De rechtbank is van oordeel dat de reiskosten en de inkomstenderving in verband met het bijwonen van de zitting, voldoende onderbouwd zijn. De rechtbank wijst de verzochte reiskosten ter hoogte van
€ 36,12en de verzochte vergoeding in verband met inkomstenderving ter hoogte van
€ 465,28toe.
Voor de kosten verbonden aan de indiening en behandeling van de verzoekschriften in raadkamer wordt het forfaitaire bedrag van
€ 680,00toegekend.

3.De beslissing

De rechtbank:
wijst het verzoek tot toekenning van een vergoeding ex artikel 530 Sv toe tot een bedrag van
€ 2.547,37‬, bestaande uit:
- € 1.365,97, voor vergoeding van kosten rechtsbijstand;
- € 36,12, voor vergoeding van reiskosten;
- € 465,28, voor vergoeding van inkomstenderving;
- € 680,00 de kosten verbonden aan de indiening en behandeling van de verzoekschriften in raadkamer;
wijst de verzoeken voor het overige af.
bepaalt dat een bedrag van
€ 2.547,37‬ zal worden overgemaakt op [rekeningnummer] , ten name van Stichting Beheer Derdengelden Osté, onder vermelding van “23-018079”

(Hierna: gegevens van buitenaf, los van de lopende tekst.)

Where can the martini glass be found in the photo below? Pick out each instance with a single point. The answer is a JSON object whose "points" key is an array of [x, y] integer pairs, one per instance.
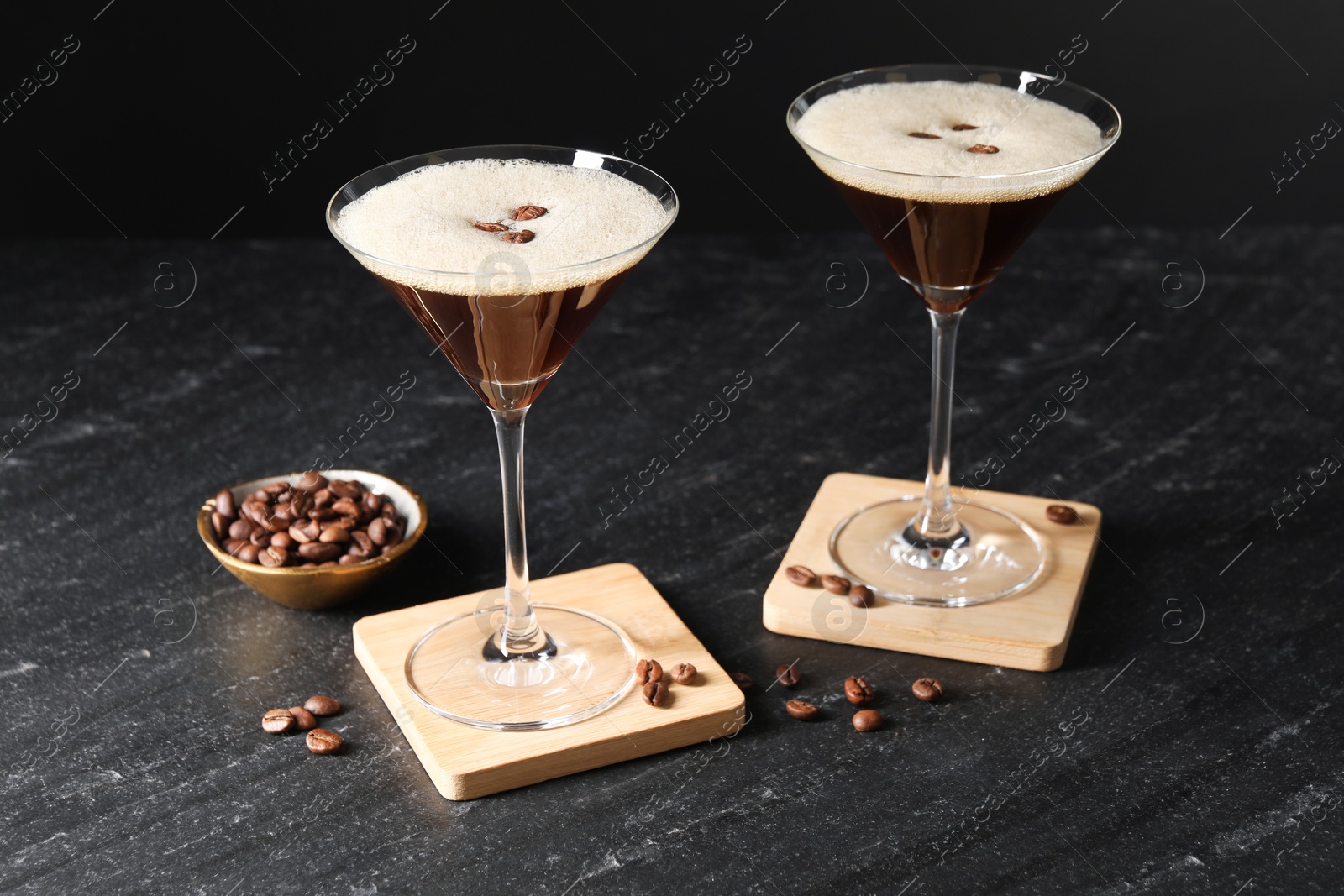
{"points": [[511, 664], [948, 237]]}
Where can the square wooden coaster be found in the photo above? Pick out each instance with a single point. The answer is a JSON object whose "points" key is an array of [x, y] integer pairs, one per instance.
{"points": [[467, 762], [1027, 631]]}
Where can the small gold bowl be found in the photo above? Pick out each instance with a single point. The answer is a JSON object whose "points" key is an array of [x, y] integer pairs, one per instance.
{"points": [[320, 587]]}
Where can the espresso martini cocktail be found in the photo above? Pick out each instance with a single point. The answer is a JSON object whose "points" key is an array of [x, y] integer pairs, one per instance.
{"points": [[504, 255], [949, 168]]}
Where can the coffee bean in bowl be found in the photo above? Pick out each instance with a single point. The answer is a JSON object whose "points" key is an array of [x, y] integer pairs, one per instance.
{"points": [[312, 540]]}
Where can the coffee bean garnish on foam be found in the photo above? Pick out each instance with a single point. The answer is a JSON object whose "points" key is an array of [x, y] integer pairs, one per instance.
{"points": [[311, 523]]}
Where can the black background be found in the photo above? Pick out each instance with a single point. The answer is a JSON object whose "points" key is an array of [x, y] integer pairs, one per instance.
{"points": [[168, 113]]}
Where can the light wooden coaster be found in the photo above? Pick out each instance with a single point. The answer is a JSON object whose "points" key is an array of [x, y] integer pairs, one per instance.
{"points": [[1027, 631], [467, 762]]}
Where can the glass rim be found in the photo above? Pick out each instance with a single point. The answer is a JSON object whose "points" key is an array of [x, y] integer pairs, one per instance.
{"points": [[1090, 157], [360, 253]]}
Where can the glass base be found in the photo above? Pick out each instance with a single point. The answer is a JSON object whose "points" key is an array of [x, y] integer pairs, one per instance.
{"points": [[454, 672], [995, 555]]}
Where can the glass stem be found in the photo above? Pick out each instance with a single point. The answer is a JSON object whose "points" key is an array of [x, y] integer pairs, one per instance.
{"points": [[519, 634], [937, 520]]}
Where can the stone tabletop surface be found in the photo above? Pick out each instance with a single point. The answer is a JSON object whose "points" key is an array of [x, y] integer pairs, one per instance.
{"points": [[1191, 743]]}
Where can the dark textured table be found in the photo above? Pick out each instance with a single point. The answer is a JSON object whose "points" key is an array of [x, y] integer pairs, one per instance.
{"points": [[1191, 743]]}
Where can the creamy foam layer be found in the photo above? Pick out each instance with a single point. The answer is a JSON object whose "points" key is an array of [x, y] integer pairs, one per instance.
{"points": [[423, 219], [871, 123]]}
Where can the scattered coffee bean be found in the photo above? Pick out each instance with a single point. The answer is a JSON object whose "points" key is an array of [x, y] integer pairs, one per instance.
{"points": [[647, 671], [324, 741], [860, 595], [277, 721], [858, 691], [304, 720], [322, 705], [864, 720], [837, 584], [1061, 513], [339, 517], [927, 689]]}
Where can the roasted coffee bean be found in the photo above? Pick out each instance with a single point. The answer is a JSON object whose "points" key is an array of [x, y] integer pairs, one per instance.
{"points": [[346, 490], [860, 595], [289, 516], [323, 741], [335, 535], [300, 506], [837, 584], [858, 691], [867, 720], [322, 705], [347, 506], [647, 671], [927, 689], [1061, 513], [801, 710], [319, 551], [304, 720], [277, 721], [311, 481]]}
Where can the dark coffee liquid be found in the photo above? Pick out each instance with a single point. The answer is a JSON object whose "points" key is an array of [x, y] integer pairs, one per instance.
{"points": [[506, 347], [958, 248]]}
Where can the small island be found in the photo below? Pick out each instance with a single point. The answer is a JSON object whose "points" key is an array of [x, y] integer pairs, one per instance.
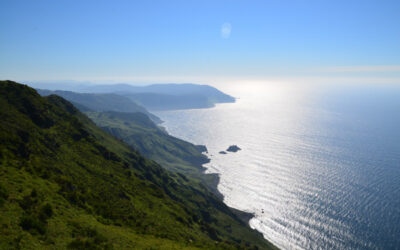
{"points": [[233, 148]]}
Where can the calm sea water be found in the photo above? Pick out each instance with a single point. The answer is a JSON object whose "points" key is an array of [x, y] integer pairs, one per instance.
{"points": [[319, 165]]}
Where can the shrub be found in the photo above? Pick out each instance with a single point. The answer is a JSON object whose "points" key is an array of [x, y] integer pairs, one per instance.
{"points": [[30, 223]]}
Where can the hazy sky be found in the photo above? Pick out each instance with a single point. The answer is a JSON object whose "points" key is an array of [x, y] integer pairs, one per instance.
{"points": [[198, 40]]}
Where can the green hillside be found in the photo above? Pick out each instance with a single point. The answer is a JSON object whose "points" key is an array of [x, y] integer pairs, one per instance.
{"points": [[177, 155], [65, 183], [100, 102]]}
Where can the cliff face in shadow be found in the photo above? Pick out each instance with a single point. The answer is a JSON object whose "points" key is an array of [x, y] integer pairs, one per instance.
{"points": [[66, 183]]}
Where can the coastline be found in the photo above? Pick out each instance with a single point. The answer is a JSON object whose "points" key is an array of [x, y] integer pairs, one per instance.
{"points": [[213, 187]]}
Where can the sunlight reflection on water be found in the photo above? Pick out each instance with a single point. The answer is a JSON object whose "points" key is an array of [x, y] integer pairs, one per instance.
{"points": [[316, 173]]}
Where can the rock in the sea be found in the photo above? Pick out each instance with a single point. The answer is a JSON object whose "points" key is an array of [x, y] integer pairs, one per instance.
{"points": [[233, 148], [202, 148]]}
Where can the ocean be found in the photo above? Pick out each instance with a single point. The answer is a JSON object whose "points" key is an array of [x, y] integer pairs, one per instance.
{"points": [[319, 165]]}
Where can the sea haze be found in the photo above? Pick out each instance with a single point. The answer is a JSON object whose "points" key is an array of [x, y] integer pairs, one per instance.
{"points": [[319, 166]]}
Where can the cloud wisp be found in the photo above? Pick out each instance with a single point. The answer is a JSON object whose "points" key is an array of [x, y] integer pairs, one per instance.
{"points": [[373, 68], [226, 29]]}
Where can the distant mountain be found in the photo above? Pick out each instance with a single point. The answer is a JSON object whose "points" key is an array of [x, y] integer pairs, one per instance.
{"points": [[65, 183], [100, 102], [167, 96]]}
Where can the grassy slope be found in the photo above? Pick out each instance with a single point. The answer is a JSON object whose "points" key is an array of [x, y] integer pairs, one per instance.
{"points": [[66, 183], [153, 142], [100, 102]]}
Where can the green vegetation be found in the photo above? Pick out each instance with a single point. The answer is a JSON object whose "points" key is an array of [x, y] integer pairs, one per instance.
{"points": [[100, 102], [177, 155], [67, 184], [167, 96]]}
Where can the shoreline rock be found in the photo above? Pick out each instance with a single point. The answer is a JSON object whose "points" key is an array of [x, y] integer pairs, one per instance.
{"points": [[233, 148]]}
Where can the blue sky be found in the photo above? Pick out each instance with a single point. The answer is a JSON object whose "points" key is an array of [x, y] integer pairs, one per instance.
{"points": [[197, 40]]}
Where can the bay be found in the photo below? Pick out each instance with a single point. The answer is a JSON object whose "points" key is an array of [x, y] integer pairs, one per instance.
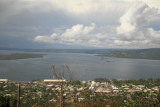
{"points": [[86, 66]]}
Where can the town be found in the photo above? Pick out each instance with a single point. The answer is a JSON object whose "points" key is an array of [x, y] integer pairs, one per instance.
{"points": [[100, 92]]}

Deze beslissing is op 11 maart 2024 gegeven door mr. J.C. Gillesse, rechter, in tegenwoordigheid van mr. M. van Grinsven, griffier, en is uitgesproken ter openbare terechtzitting van 11 maart 2024.
De griffier is niet in de gelegenheid deze beschikking mede te ondertekenen.
INFORMATIE RECHTSMIDDEL
Tegen de beslissing ex artikel 533 en ex 530 Sv kan door het Openbaar Ministerie binnen veertien dagen na de dagtekening van deze beslissing en door verzoeker binnen een maand na de betekening van deze beslissing hoger beroep worden ingesteld bij het Gerechtshof te ‘s-Hertogenbosch (artikel 535 lid 1 Sv).